With the braided clasps completed and attached, all that remained was to cover the spine, add title label and suitable decoration, and insert endpapers of the right colour.
I gave a lot of thought to the title on the spine. I had part of the original spine with the gilt-lettered title still intact so that enabled me to select a suitable typeface from my stock of brass type. But choosing how to do the lettering was difficult. You have to be very clear about your own levels of skill and of the tools and equipment available.
The choices were between:
1. Using individual handle letters, as had been done on both the Court Barn’s copy
and the Eyre & Spottiswoode’s copy
2. Using my gold-blocking press to stamp the title directly on to the whole piece of leather to be used for the spine
3. Make a label on a piece of the same leather as the rest of the spine using the blocking press
An alternative to hand lettering is using a typeholder. I have used one many times in the past, with varying success, but you only get one chance at positioning each line, both centrally and horizontally and I know the result will not be as sharp as from the blocking press.

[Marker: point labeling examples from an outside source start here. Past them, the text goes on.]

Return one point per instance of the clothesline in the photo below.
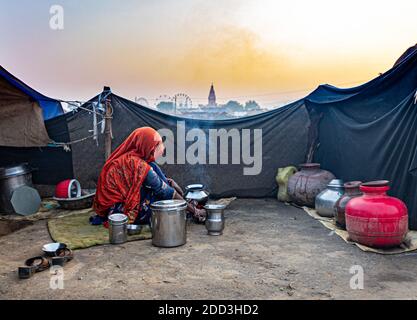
(103, 114)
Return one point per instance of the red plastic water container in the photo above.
(376, 219)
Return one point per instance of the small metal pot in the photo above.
(326, 200)
(118, 228)
(215, 219)
(197, 193)
(11, 179)
(134, 229)
(168, 223)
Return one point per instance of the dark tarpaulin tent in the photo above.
(284, 142)
(51, 108)
(24, 134)
(370, 132)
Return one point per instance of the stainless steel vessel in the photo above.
(169, 228)
(11, 178)
(326, 200)
(215, 219)
(197, 193)
(118, 228)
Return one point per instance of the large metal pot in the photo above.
(12, 178)
(168, 223)
(305, 185)
(326, 200)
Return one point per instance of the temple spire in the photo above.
(212, 96)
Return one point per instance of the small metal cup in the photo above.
(118, 228)
(215, 219)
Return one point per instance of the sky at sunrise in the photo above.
(273, 51)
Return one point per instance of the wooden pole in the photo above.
(108, 129)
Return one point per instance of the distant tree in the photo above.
(252, 105)
(234, 106)
(165, 106)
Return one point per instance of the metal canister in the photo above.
(215, 219)
(169, 228)
(118, 228)
(11, 178)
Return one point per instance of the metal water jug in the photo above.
(215, 219)
(118, 228)
(168, 224)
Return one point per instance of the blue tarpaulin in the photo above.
(51, 108)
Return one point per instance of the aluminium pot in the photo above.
(351, 191)
(215, 219)
(168, 223)
(118, 228)
(326, 200)
(196, 192)
(305, 185)
(12, 178)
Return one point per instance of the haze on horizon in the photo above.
(272, 51)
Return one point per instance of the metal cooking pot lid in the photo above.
(336, 183)
(15, 170)
(118, 217)
(26, 200)
(195, 187)
(168, 204)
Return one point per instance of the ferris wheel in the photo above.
(163, 98)
(182, 101)
(142, 101)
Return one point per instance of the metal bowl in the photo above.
(133, 229)
(83, 202)
(213, 206)
(50, 249)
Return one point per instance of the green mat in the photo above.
(76, 231)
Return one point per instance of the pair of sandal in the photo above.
(42, 263)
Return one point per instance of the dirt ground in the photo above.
(268, 251)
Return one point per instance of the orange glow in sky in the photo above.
(268, 50)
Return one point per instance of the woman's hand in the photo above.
(174, 185)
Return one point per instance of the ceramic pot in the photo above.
(305, 185)
(282, 178)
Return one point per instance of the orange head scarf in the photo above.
(125, 171)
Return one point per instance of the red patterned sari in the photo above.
(123, 174)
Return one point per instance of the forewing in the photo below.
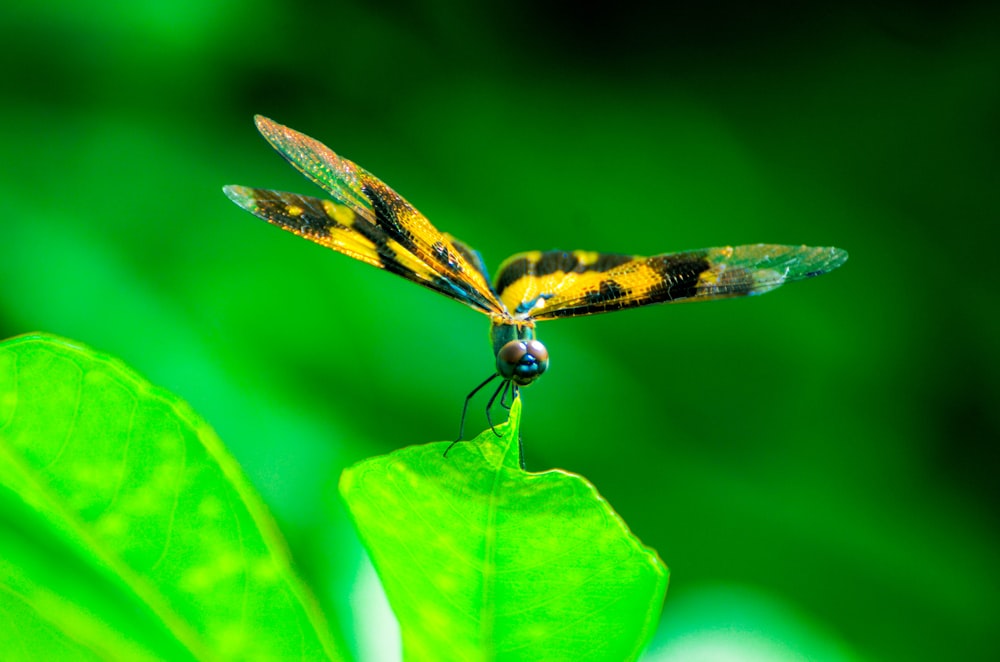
(342, 229)
(401, 234)
(547, 285)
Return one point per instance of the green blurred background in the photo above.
(817, 466)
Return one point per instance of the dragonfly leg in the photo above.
(465, 410)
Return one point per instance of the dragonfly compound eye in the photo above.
(522, 361)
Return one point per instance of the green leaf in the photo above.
(126, 529)
(481, 560)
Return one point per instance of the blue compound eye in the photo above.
(522, 361)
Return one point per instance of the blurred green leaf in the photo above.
(482, 560)
(123, 479)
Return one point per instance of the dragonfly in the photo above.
(368, 221)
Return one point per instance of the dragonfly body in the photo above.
(370, 222)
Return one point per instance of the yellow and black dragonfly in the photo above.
(370, 222)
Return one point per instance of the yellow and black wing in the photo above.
(552, 284)
(366, 220)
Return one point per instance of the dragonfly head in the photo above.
(522, 361)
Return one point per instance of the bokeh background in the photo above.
(818, 467)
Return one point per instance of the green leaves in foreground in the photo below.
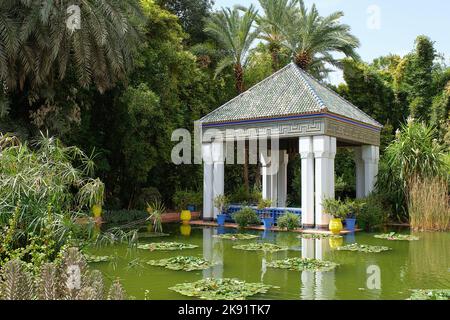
(300, 264)
(364, 248)
(236, 236)
(182, 263)
(318, 236)
(430, 295)
(166, 246)
(96, 259)
(221, 289)
(267, 247)
(396, 237)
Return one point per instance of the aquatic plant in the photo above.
(166, 246)
(318, 236)
(430, 295)
(300, 264)
(246, 217)
(182, 263)
(260, 246)
(221, 289)
(363, 248)
(397, 237)
(96, 259)
(66, 279)
(236, 236)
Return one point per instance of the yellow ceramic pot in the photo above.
(185, 215)
(336, 242)
(97, 211)
(336, 226)
(185, 229)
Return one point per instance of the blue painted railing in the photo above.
(273, 212)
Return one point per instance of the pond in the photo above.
(423, 264)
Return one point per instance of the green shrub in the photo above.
(289, 221)
(183, 198)
(242, 196)
(246, 217)
(372, 214)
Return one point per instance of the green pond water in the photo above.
(423, 264)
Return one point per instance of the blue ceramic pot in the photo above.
(221, 219)
(350, 224)
(268, 223)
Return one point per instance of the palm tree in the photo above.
(37, 47)
(235, 33)
(312, 39)
(276, 12)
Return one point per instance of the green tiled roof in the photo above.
(288, 92)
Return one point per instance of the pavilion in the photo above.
(307, 118)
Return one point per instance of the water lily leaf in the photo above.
(300, 264)
(236, 236)
(318, 236)
(166, 246)
(267, 247)
(97, 259)
(182, 263)
(397, 237)
(430, 295)
(221, 289)
(363, 248)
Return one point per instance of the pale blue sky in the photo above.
(399, 23)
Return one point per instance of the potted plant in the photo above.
(221, 203)
(267, 219)
(337, 210)
(354, 210)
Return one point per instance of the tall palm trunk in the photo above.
(239, 78)
(303, 59)
(274, 50)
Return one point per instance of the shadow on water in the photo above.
(422, 264)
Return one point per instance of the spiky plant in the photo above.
(116, 292)
(49, 282)
(38, 47)
(313, 39)
(16, 283)
(235, 33)
(276, 13)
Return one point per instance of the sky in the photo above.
(384, 26)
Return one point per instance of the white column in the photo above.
(274, 171)
(266, 177)
(331, 167)
(324, 188)
(218, 172)
(359, 171)
(307, 167)
(282, 179)
(208, 202)
(371, 158)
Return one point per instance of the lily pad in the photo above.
(397, 237)
(182, 263)
(300, 264)
(430, 295)
(267, 247)
(147, 235)
(236, 236)
(364, 248)
(221, 289)
(166, 246)
(97, 259)
(318, 236)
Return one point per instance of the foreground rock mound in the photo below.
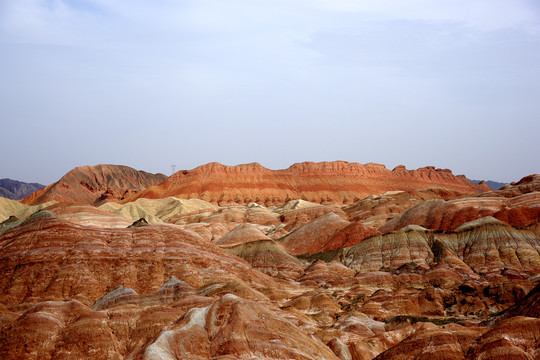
(327, 182)
(64, 258)
(95, 185)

So that method is rejected.
Blocking directly on the the whole piece of leather which will cover the spine will give an initially sharp impression but then that leather has to be dampened and pasted and stretched in the covering process. There is a risk that the sharp blocked letters will lose both sharpness and brightness in that process. So that method is rejected also.
That leaves individual hand lettering or a blocked label. That choice was made a bit easier as I had a set of type exactly the right size, but only one set of handled letters that was nearly right, but not quite.

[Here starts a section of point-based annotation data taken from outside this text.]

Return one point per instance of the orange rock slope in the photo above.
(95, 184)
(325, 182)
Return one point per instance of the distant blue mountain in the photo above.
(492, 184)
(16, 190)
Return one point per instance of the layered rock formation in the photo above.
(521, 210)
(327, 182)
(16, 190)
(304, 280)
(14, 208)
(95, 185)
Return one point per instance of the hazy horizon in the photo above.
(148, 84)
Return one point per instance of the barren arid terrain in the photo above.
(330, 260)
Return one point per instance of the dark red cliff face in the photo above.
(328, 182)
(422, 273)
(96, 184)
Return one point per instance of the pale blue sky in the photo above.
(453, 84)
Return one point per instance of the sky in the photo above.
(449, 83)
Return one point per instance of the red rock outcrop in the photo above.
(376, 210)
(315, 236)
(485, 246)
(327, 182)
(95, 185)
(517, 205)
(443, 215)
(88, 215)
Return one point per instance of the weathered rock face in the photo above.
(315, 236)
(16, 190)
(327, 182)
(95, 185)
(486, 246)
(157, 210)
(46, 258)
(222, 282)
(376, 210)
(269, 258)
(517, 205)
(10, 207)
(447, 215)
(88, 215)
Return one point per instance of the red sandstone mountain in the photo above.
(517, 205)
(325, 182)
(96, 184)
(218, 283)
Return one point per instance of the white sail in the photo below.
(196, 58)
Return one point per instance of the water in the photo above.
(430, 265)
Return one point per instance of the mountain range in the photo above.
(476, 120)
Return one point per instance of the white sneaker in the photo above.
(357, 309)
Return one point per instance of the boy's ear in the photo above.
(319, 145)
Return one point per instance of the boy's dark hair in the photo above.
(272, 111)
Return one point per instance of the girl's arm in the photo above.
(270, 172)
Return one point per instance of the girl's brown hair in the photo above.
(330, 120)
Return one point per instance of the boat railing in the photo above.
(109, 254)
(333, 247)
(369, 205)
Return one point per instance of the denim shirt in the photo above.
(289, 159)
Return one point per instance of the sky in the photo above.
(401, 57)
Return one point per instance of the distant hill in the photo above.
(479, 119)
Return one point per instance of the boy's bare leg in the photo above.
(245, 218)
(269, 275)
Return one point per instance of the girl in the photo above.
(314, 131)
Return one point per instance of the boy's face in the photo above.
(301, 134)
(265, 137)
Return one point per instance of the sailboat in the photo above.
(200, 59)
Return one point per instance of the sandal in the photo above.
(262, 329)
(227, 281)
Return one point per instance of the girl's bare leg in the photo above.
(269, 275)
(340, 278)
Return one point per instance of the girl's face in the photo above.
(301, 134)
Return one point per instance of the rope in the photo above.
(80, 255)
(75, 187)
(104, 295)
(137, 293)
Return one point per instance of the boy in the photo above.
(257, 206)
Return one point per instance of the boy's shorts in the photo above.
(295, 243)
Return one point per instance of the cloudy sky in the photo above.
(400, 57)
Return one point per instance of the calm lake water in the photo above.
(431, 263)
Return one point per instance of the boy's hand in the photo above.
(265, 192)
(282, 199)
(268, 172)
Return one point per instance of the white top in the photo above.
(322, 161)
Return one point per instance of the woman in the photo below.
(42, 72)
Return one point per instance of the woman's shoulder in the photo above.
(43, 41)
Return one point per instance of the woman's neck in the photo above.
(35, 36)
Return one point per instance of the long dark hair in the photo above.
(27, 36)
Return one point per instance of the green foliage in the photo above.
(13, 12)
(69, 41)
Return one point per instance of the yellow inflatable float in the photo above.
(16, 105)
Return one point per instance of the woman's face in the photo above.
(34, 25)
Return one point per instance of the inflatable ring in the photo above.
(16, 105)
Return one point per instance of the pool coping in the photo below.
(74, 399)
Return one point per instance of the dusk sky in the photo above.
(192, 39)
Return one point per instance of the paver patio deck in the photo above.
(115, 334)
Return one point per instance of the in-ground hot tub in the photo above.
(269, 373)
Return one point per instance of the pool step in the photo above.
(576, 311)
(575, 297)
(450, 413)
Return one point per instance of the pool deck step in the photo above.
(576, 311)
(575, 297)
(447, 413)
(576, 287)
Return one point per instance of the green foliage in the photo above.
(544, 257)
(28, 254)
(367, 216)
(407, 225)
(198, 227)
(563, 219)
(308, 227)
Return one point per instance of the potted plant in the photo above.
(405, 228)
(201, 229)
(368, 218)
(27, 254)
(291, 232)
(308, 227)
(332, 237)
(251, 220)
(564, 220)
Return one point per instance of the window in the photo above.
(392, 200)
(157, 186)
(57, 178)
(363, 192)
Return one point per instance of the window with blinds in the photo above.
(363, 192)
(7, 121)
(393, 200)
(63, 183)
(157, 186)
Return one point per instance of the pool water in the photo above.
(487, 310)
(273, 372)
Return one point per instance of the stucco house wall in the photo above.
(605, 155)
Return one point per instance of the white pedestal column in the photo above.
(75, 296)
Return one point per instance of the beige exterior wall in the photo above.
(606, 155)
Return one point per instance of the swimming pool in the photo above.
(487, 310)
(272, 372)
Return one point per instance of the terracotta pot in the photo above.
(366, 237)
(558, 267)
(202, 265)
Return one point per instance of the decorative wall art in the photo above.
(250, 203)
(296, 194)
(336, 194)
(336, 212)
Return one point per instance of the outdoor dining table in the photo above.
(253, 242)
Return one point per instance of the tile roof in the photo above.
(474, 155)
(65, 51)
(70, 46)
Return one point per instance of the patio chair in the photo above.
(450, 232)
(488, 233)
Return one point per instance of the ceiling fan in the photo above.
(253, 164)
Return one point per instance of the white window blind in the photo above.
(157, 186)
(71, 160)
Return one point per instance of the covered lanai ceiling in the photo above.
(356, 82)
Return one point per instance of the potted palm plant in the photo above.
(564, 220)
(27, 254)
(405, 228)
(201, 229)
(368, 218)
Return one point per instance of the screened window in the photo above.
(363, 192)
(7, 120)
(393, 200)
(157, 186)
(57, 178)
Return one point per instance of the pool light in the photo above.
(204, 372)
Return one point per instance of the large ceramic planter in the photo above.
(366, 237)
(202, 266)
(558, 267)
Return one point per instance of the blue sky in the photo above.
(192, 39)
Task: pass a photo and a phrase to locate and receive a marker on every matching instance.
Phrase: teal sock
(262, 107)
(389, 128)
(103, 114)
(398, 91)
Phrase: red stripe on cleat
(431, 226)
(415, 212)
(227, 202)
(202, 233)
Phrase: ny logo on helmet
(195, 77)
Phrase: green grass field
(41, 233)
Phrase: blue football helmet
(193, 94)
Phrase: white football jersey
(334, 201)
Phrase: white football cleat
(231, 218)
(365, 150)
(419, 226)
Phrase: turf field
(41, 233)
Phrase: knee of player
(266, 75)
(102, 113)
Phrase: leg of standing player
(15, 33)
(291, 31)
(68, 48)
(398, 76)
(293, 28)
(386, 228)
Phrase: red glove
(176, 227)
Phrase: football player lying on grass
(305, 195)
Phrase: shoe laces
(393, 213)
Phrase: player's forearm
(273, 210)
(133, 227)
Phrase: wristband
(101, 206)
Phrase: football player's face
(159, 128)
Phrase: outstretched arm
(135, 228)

So, before covering the spine I pared a couple of pieces of the same skin very thin ( about 0.3mm) and backed them with repair tissue.
The spine leather was pared all over to about 0.6 mm with the head and tail parts pared evenly right down to a feather edge for twice the measurement of the turn-ins. This is to avoid an ugly step in the finished spine surface at head and tail and also to have mouldable leather for the headcaps.
Now, covering the spine: the spine has been previously covered with thin cotton or aero-linen and the spaces between the bands lined with strong paper which is sanded down to remove all unevenness. The bands have been raised a little with strips of leather so as to stand out well (see earlier posts of this Challenge).
The leather is damped on the hair side and pasted on the flesh side EXCEPT FOR ABOUT HALF OF BOTH THE TOP AND BOTTOM PANELS. It is stretched over the back and tied down with cord.
After ten minutes take the cords off and sharpen the bands with band nippers. Leave the book in the press for at least a couple of hours for the paste to dry.
The next stage is turning-in the leather at head and tail – this a ‘tight-back’ binding so there is no hollow to turn the leather into, which makes the operation more fiddly. But first, we noted in an earlier post on this project that the boards have a slant down from the top edge to the spine so that head bands are not as tall as the top and bottom edges of the oak boards, presumably to help protect them from knocks or rubbing when the book is in use. That means that unless packed out a little there will be an awkward step at the headcap. To avoid that I glued pieces of hemp cord on the inside of the spine leather so that when the headcap is made it is in line with the inner edges of the boards.
Now the turn-in leather is damped on the outside, pasted on the inside and paste is worked into the pocket behind the headband so that complete adhesion is achieved. The headcap is shaped in the usual way.
The blocked label is cut to size, edge-pared and glued (not pasted, as that can soften the leather and blur the lettering) in the second panel of the spine. I always sand the surface of the panel so as to ensure good adhesion.
There was some restrained decorative tooling on the original spine which I have replicated as closely as I can with the tools available- very Douglas Cockerell in style.
So, with endpapers of the same colour as the original, the job is finished.
About £350 in materials and labour. Cheap!
3 thoughts on “Arts and Crafts Challenge – the final stages”
Any tips or techniques for using the Little Giant? I have found it difficult to use. The blade seems to blunt quickly and it is easy to go through the leather. Peter
First, make sure there are no crumbs of leather under the area being pared. Second, screw the wing nut that holds the blade in place firmly tight AFTER squaring the edge in the cutting slot. Third, use firm even pressure. Of course the blade must be new to start with, and even using both edges (i.e. turn the blade over as soon as the ‘cut’ begins to drag) you only get about a square foot of paring out of one blade. But blades cost less the 50p each.
Good luck – let me know how you get on.